8/26/2007

The Plot Against America, Philip Roth

Eigentlich erinnert die Grundidee des Romans an ein aus Star Trek Folgen bekanntes Erzählgerüst. Es ist eine "was wäre wenn" Geschichte, in diesem Fall: Was wäre, wenn statt FDR Charles Lindbergh Präsident geworden wäre - damals, 1940. Lucky Lindy war damals sehr berühmt und Roosevelt hatte ja bereits zwei consecutive terms gedient.

Lindbergh ist Isolationist und gilt für viele als Antisemit - soll Europa doch seine Konflikte alleine aushauen. Hitler findet er weit weniger schlimm als FDR es tat. Kein D-Day nötig. Welch Möglichkeiten für einen Roman. Das ist Weltgeschichte! Grundlage für ein bitterschweres politisches Essay, einen scharfen Text der mit der "sympathy for the devil" der Lenker und Denker abrechnet! Oder aber auch nicht.

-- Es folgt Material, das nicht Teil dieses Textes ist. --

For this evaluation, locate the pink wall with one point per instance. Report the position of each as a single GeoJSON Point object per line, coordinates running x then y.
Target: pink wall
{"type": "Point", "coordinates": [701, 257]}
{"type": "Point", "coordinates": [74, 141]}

Roth, der wohl prominenteste jüdische Schriftsteller in den USA, schreibt nur bedingt politisch. Sein Erzähler ist ein Junge, der genauso heisst wie er und Anfang der Vierziger so alt war wie Roth selbst. Die Linie zwischen Autor und Erzähler war bei Roth immer ein wenig ungenau. Der kleine Phil hat erstmal nur seine Familie im Auge, die unter den politischen Entwicklungen und der antisemitischen Stimmung leidet und zerbricht. Die Metaphern sind reichhaltig: der ältere Cousin (ein bruderähnlicher Charakter) geht zur kanadischen Armee und lässt sich ein Bein abschiessen. Deutsche zu bespucken war ihm dabei sehr wichtig. Als verlorener Sohn (und aufstrebender Gangster) prügelt er sich Jahre später mit Phils Vater durch die Küche. Phils anderer Bruder lässt sich von Regierungsprogrammen gegen seine jüdische Herkunft aufstacheln und strebt dem Cowboy-Ideal hinterher. Dann gibt es noch Tanten, Rabbis und dümmliche Freunde. Berüchtigte Italo-Amerikaner treten auch auf.

Phil wünscht sich bezeichnenderweise oft, dass er eine Waise wird bei den bizarren Christen-Nonnen ein paar Strassen weiter.

Ein kluges Buch, ein komplexes Buch. Die ganze Debatte, inwiefern denn nun Geschichte eine Geschichte (oder eben andersrum) ist, kocht hoch und fesselt. Machen Familien Geschichte oder umgekehrt? Es ist nicht die Diagnose eines akut kränkelnden Amerikas, doch wohl eine Basisbetrachtung des Patienten im Allgemeinen. Dank an Phil und Dank an Mr. Roth.